Improving outcomes for children and young people is a fundamental objective for all services and organisations. Ensuring that they and their families get the help they need, when they need it, will give all children and young people the opportunity to flourish. Agencies can improve outcomes for all children including Scotland‟s most vulnerable by adopting common frameworks for assessment, planning and action that help them to identify needs and risks and work together to address them appropriately. This national guidance sets out common standards for child protection services in Scotland, making it clear how all agencies should work together where appropriate to respond to concerns early and effectively and ensuring that practice is consistent and of high quality.

The guidance provides a national framework within which agencies and practitioners at local level – individually and jointly – can understand and agree processes for working together to support, promote and safeguard and the wellbeing of all children. It sets out expectations for strategic planning of services to protect children and young people and highlights key responsibilities for services and organisations, both individual and shared. It also serves as a resource for practitioners on specific areas of practice and key issues in child protection. This guidance replaces the previous version of this guidance published in 2010 and Protecting Children – A Shared Responsibility: Guidance on Inter-agency Co operation, which was published in 1998 and incorporates the Scottish Government guidance, Protecting Children and Young People: Child Protection Committees (2005).

While this guidance is intended to act as a practical reference point for practitioners and agencies, it should not be regarded as exhaustive or exclusive. Nor does it constitute legal advice. Where they have concerns about the wellbeing of a child, users of this guidance should consider whether there is also a need to consult with others.

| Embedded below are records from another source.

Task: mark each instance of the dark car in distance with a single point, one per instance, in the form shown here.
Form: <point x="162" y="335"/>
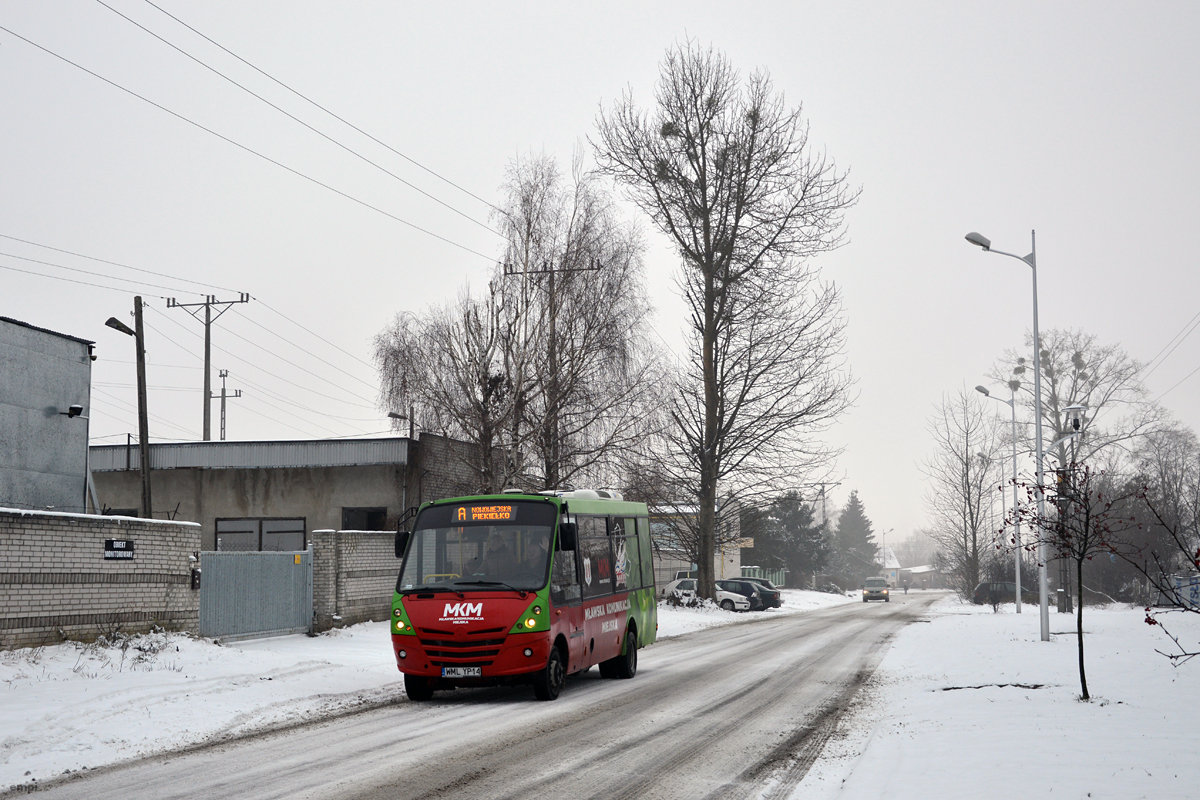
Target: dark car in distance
<point x="747" y="589"/>
<point x="994" y="593"/>
<point x="771" y="595"/>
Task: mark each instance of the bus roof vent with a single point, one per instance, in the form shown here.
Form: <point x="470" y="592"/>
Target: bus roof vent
<point x="591" y="494"/>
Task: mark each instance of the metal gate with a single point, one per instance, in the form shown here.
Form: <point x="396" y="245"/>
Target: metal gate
<point x="245" y="595"/>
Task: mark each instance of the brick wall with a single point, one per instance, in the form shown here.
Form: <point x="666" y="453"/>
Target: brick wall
<point x="353" y="576"/>
<point x="55" y="582"/>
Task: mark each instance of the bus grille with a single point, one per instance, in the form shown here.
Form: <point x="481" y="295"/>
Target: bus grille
<point x="451" y="654"/>
<point x="460" y="645"/>
<point x="461" y="663"/>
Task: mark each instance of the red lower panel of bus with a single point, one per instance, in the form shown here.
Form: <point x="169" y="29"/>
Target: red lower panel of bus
<point x="490" y="654"/>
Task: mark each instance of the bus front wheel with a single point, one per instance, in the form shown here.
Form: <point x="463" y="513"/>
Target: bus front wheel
<point x="549" y="681"/>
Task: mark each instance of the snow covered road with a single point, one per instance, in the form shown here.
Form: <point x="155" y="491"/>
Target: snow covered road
<point x="721" y="713"/>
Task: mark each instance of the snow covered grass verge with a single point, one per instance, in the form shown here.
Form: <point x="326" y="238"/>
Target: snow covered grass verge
<point x="72" y="707"/>
<point x="973" y="704"/>
<point x="677" y="620"/>
<point x="75" y="707"/>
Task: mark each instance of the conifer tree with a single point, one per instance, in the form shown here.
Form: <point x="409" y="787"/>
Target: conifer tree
<point x="855" y="548"/>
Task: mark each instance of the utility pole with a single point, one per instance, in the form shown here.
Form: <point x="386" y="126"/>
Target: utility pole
<point x="209" y="318"/>
<point x="138" y="335"/>
<point x="222" y="374"/>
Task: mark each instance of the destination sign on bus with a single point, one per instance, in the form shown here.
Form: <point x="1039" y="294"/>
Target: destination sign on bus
<point x="486" y="513"/>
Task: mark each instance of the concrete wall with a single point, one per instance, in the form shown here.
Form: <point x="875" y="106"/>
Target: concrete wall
<point x="42" y="452"/>
<point x="55" y="582"/>
<point x="316" y="493"/>
<point x="353" y="576"/>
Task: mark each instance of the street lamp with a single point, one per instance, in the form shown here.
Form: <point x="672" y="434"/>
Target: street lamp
<point x="1031" y="260"/>
<point x="1017" y="539"/>
<point x="143" y="414"/>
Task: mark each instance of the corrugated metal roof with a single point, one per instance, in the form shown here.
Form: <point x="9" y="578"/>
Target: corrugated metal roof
<point x="251" y="455"/>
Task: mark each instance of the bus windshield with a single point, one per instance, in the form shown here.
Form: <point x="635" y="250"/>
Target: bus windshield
<point x="480" y="546"/>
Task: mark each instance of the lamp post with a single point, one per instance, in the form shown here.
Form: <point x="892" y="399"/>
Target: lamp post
<point x="1017" y="537"/>
<point x="143" y="415"/>
<point x="1031" y="260"/>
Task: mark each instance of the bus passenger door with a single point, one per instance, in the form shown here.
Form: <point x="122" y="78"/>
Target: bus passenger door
<point x="564" y="593"/>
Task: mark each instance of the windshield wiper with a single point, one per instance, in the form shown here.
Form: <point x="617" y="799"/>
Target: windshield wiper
<point x="420" y="590"/>
<point x="491" y="583"/>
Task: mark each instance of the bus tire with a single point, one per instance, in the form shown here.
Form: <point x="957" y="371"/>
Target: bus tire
<point x="627" y="665"/>
<point x="418" y="689"/>
<point x="549" y="681"/>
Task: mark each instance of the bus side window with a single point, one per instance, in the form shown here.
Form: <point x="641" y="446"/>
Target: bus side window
<point x="633" y="554"/>
<point x="643" y="540"/>
<point x="595" y="557"/>
<point x="564" y="579"/>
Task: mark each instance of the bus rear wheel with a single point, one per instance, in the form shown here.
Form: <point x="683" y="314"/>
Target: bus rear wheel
<point x="627" y="666"/>
<point x="549" y="681"/>
<point x="418" y="687"/>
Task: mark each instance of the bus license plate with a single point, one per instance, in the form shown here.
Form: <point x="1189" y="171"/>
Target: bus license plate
<point x="462" y="672"/>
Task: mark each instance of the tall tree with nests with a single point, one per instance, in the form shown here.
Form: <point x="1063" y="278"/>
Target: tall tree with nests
<point x="724" y="169"/>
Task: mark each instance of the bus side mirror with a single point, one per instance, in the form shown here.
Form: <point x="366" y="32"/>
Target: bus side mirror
<point x="567" y="535"/>
<point x="401" y="542"/>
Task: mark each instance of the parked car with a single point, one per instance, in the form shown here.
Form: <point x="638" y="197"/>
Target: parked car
<point x="771" y="594"/>
<point x="876" y="589"/>
<point x="987" y="594"/>
<point x="747" y="589"/>
<point x="687" y="588"/>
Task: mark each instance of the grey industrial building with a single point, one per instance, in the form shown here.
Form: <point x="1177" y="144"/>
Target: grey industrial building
<point x="268" y="495"/>
<point x="43" y="443"/>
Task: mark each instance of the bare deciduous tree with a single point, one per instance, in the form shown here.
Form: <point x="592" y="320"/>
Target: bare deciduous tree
<point x="549" y="374"/>
<point x="583" y="368"/>
<point x="964" y="473"/>
<point x="1091" y="516"/>
<point x="1078" y="370"/>
<point x="450" y="364"/>
<point x="724" y="169"/>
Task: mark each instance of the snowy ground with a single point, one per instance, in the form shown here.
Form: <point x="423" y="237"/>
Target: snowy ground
<point x="976" y="705"/>
<point x="917" y="733"/>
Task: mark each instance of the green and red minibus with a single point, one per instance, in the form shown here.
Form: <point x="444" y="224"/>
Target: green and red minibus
<point x="522" y="588"/>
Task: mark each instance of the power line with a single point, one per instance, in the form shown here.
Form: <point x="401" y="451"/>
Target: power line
<point x="291" y="383"/>
<point x="1173" y="388"/>
<point x="264" y="304"/>
<point x="101" y="275"/>
<point x="241" y="146"/>
<point x="315" y="103"/>
<point x="83" y="283"/>
<point x="292" y="116"/>
<point x="283" y="338"/>
<point x="1188" y="328"/>
<point x="124" y="266"/>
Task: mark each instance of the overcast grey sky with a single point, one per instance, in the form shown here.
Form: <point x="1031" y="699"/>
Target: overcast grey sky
<point x="1073" y="119"/>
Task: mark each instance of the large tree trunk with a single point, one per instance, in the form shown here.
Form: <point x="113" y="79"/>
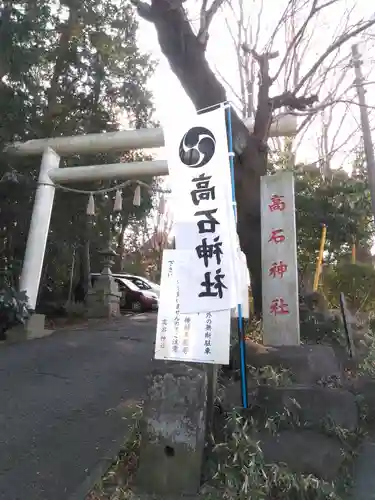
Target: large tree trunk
<point x="186" y="56"/>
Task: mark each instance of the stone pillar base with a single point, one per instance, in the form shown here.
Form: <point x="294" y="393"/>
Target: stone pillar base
<point x="173" y="431"/>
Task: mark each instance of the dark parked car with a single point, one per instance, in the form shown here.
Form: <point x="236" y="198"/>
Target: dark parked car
<point x="133" y="297"/>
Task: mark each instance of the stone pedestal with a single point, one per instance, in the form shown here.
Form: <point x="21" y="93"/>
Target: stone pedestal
<point x="104" y="297"/>
<point x="173" y="430"/>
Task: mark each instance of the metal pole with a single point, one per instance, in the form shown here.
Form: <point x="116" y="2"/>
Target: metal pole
<point x="365" y="124"/>
<point x="131" y="170"/>
<point x="39" y="227"/>
<point x="320" y="258"/>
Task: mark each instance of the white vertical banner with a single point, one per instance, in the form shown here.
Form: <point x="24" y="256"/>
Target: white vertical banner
<point x="279" y="260"/>
<point x="196" y="337"/>
<point x="198" y="162"/>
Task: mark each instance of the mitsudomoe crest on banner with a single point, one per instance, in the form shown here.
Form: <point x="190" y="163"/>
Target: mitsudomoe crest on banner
<point x="197" y="147"/>
<point x="198" y="162"/>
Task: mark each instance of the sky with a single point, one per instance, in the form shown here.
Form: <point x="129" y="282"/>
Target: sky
<point x="172" y="104"/>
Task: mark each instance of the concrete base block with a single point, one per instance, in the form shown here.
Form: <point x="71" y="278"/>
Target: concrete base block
<point x="32" y="329"/>
<point x="173" y="431"/>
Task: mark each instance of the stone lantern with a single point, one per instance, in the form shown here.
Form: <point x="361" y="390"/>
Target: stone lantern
<point x="104" y="296"/>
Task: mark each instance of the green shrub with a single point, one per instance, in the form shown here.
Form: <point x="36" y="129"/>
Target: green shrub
<point x="356" y="281"/>
<point x="14" y="308"/>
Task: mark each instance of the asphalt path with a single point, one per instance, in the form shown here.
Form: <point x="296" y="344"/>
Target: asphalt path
<point x="64" y="405"/>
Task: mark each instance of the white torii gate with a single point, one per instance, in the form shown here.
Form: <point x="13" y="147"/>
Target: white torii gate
<point x="52" y="149"/>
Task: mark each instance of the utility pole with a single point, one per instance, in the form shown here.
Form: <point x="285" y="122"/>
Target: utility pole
<point x="365" y="124"/>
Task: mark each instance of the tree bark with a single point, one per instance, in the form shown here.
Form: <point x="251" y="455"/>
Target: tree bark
<point x="186" y="56"/>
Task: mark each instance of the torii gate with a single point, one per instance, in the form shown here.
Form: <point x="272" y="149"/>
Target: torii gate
<point x="52" y="149"/>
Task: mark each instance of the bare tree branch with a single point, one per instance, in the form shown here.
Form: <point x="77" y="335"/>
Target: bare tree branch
<point x="206" y="17"/>
<point x="334" y="46"/>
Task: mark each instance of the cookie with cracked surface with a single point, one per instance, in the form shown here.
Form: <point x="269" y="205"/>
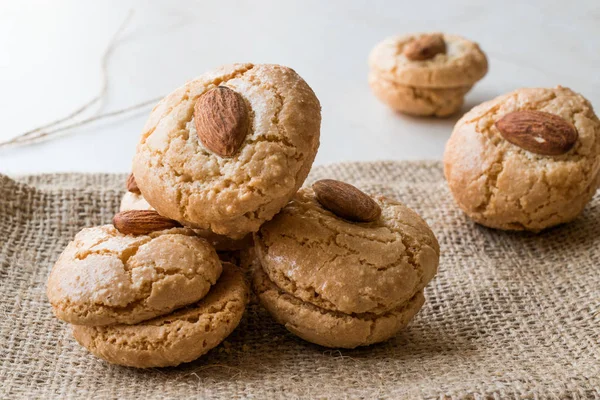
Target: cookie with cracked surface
<point x="331" y="328"/>
<point x="176" y="338"/>
<point x="104" y="277"/>
<point x="502" y="185"/>
<point x="349" y="267"/>
<point x="434" y="84"/>
<point x="232" y="195"/>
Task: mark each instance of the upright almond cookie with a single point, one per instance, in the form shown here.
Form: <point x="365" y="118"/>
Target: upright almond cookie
<point x="228" y="150"/>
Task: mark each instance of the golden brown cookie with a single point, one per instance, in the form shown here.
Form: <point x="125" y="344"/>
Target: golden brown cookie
<point x="347" y="278"/>
<point x="104" y="277"/>
<point x="346" y="266"/>
<point x="135" y="201"/>
<point x="527" y="160"/>
<point x="227" y="151"/>
<point x="179" y="337"/>
<point x="425" y="74"/>
<point x="332" y="328"/>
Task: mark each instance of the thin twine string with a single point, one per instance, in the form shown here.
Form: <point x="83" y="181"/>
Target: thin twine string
<point x="41" y="133"/>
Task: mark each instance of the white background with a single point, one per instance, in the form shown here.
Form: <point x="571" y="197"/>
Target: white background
<point x="50" y="63"/>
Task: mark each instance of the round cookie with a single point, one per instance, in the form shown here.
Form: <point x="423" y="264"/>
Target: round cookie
<point x="180" y="337"/>
<point x="331" y="328"/>
<point x="339" y="265"/>
<point x="511" y="186"/>
<point x="425" y="74"/>
<point x="186" y="179"/>
<point x="104" y="277"/>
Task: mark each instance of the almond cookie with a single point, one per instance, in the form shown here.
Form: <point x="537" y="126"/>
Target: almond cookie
<point x="527" y="160"/>
<point x="425" y="74"/>
<point x="179" y="337"/>
<point x="344" y="255"/>
<point x="228" y="150"/>
<point x="106" y="277"/>
<point x="133" y="200"/>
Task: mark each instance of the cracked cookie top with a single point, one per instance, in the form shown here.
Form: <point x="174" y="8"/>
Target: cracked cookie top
<point x="351" y="267"/>
<point x="504" y="186"/>
<point x="232" y="196"/>
<point x="462" y="64"/>
<point x="179" y="337"/>
<point x="104" y="277"/>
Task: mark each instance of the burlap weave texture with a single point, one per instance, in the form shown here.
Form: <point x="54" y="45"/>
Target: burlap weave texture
<point x="508" y="316"/>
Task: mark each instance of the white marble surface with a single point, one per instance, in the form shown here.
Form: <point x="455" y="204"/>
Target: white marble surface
<point x="50" y="54"/>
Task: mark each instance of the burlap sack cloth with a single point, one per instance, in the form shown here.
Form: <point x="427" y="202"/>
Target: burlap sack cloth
<point x="508" y="315"/>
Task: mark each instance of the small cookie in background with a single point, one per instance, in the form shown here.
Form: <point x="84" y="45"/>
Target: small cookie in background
<point x="229" y="149"/>
<point x="342" y="269"/>
<point x="527" y="160"/>
<point x="176" y="338"/>
<point x="108" y="275"/>
<point x="133" y="200"/>
<point x="425" y="74"/>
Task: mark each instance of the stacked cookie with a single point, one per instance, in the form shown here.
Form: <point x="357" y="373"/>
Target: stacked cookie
<point x="342" y="269"/>
<point x="216" y="167"/>
<point x="131" y="297"/>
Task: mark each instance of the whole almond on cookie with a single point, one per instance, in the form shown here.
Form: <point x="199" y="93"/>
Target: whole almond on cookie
<point x="142" y="222"/>
<point x="132" y="185"/>
<point x="346" y="201"/>
<point x="222" y="120"/>
<point x="425" y="47"/>
<point x="538" y="132"/>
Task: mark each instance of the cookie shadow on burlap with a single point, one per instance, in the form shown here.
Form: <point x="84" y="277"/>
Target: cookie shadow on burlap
<point x="552" y="248"/>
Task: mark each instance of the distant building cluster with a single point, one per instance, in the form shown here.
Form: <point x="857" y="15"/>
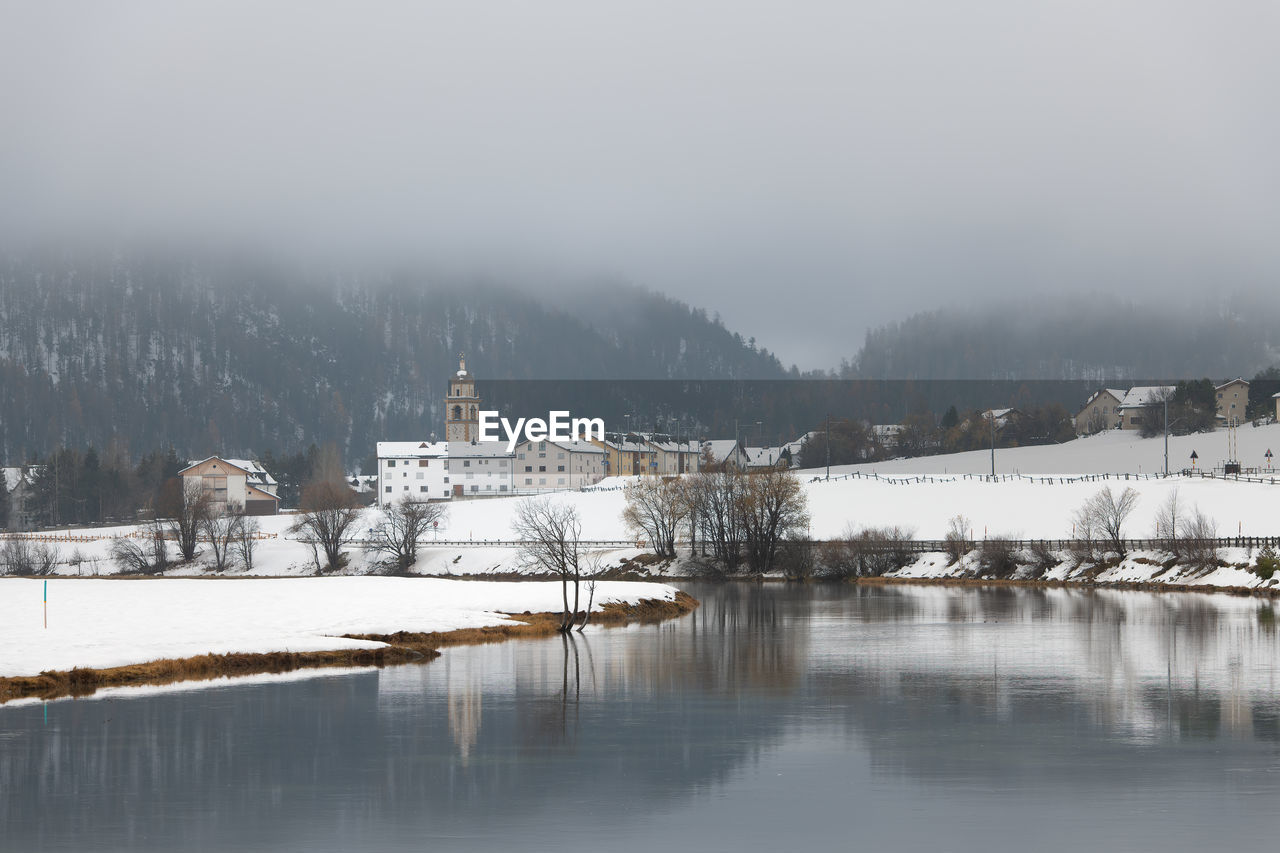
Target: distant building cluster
<point x="1129" y="409"/>
<point x="462" y="466"/>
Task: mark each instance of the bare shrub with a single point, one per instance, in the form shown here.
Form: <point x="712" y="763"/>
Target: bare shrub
<point x="956" y="541"/>
<point x="142" y="556"/>
<point x="28" y="557"/>
<point x="1104" y="518"/>
<point x="796" y="559"/>
<point x="657" y="509"/>
<point x="327" y="521"/>
<point x="1041" y="557"/>
<point x="549" y="532"/>
<point x="1169" y="523"/>
<point x="245" y="543"/>
<point x="400" y="529"/>
<point x="999" y="557"/>
<point x="865" y="553"/>
<point x="1200" y="541"/>
<point x="220" y="532"/>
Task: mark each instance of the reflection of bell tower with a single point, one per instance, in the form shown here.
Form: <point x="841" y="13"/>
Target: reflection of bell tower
<point x="461" y="406"/>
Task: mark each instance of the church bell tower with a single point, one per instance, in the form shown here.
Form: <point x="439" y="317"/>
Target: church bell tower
<point x="461" y="406"/>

This guidance is for all services, agencies, professional bodies and organisations, and for individuals working within an adult and child service context who face, or could face, child protection issues. Children and their families come into contact with services at different points for different reasons and with different needs. Often, those needs can be met by the family themselves or by a single agency; but where children and families are particularly vulnerable and/or have complex needs, services must work together to take a collective and co-ordinated approach within the Getting it right for every child framework. Protecting children means recognising when to be concerned about their safety and understanding when and how to share these concerns, how to investigate and assess such concerns and fundamentally, what steps are required to ensure the child‟s safety and wellbeing.